A look at the impending legal battle in Kansas

America is slowly waking up to the evils of Planned Parenthood and a fervor is sweeping across the nation. Kansas has recently joined the ranks of states that have made the move to defund Planned Parenthood, a move which Planned Parenthood is attempting to obstruct with a lawsuit.

Pro-life youth protest Planned Parenthood in Dixon, CA.

Just today, the state was issued an injunction  and ordered by Judge J. Thomas Marten to continue funding to Planned Parenthood until the lawsuit takes it course.  Kansas, despite the legal setbacks the state is suffering,  is resolutely standing up for both state sovereignty and the sanctity of life and the attorneys for the state think they have a case, and hearing both the state’s and Planned Parenthood’s arguments, the state attorneys are not being overly confident.

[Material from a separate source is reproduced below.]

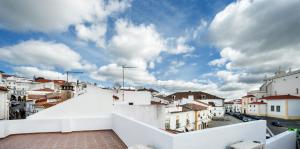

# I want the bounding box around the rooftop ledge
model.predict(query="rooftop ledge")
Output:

The grounds for this lawsuit being brought forth to court are displayed in Planned Parenthood’s attorney’s arguments for the nullification of the new Kansas law. They argue that this law violates the Constitution, specifically the Supremacy Clause. Their argument is that a state stipulating further requirements in a federal program than the federal government has stipulated goes against the supreme and overruling power of the federal government, as laid out in the Supremacy Clause of the Constitution. When the Supremacy Clause is applied to the new Kansas law, however, not much seems to be in conflict. The Supremacy Clause states that, “This Constitution, and the Laws of the United States which shall be made in pursuance thereof; and all treaties made, or which shall be made, under the authority of the United States, shall be the supreme law of the land; and the judges in every state shall be bound thereby, anything in the constitution or laws of any state to the contrary notwithstanding.” The argument of Planned Parenthood is that since federal law already establishes the conditions for the money that is distributed to Planned Parenthood then the state cannot interfere with this overriding law. This argument, though it sounds nice, is shaky when stacked up against the federal law in question and the manner in which the Kansas law addressed it.

The federal law which enables Planned Parenthood to receive government funding is commonly referred to as Title X Family Planning Program, or just Title X. This law was designed to provide funding to organizations with the intent that the money be spent to help patients in the area of family planning. It never expressly mentions Planned Parenthood, but rather enables the federal government, through direct funding and grants to the states, to fund organizations of this nature. What Kansas has done with their new law is merely re-appropriate where that grant money given to them under Title X goes. The law merely leaves Planned Parenthood out of the picture. The state is still appropriating its grant money to organizations that are acceptable under Title X’s requirements, and specifically Kansas will be providing the money to public health departments and hospitals. In short, Title X, in its entirety, is still being respected and adhered to by Kansas; they are merely just changing the manner in which they carry out the provisions.

The lawsuit being raised against Kansas by Planned Parenthood is, overall, not grounded and politically biased, but sadly this can be effective as it was with Judge Marten. Their main argument of the Supremacy Clause does not apply because, simply, no federal law is being hindered or disregarded; it is just taking a new, but acceptable, shape. This is merely a case of Planned Parenthood feeling entitled to our taxpayer money on a silver platter. Just because we are taking it away does not mean we are breaking the law. We can only hope that the Kansas attorneys can open the judge’s eyes to this truth.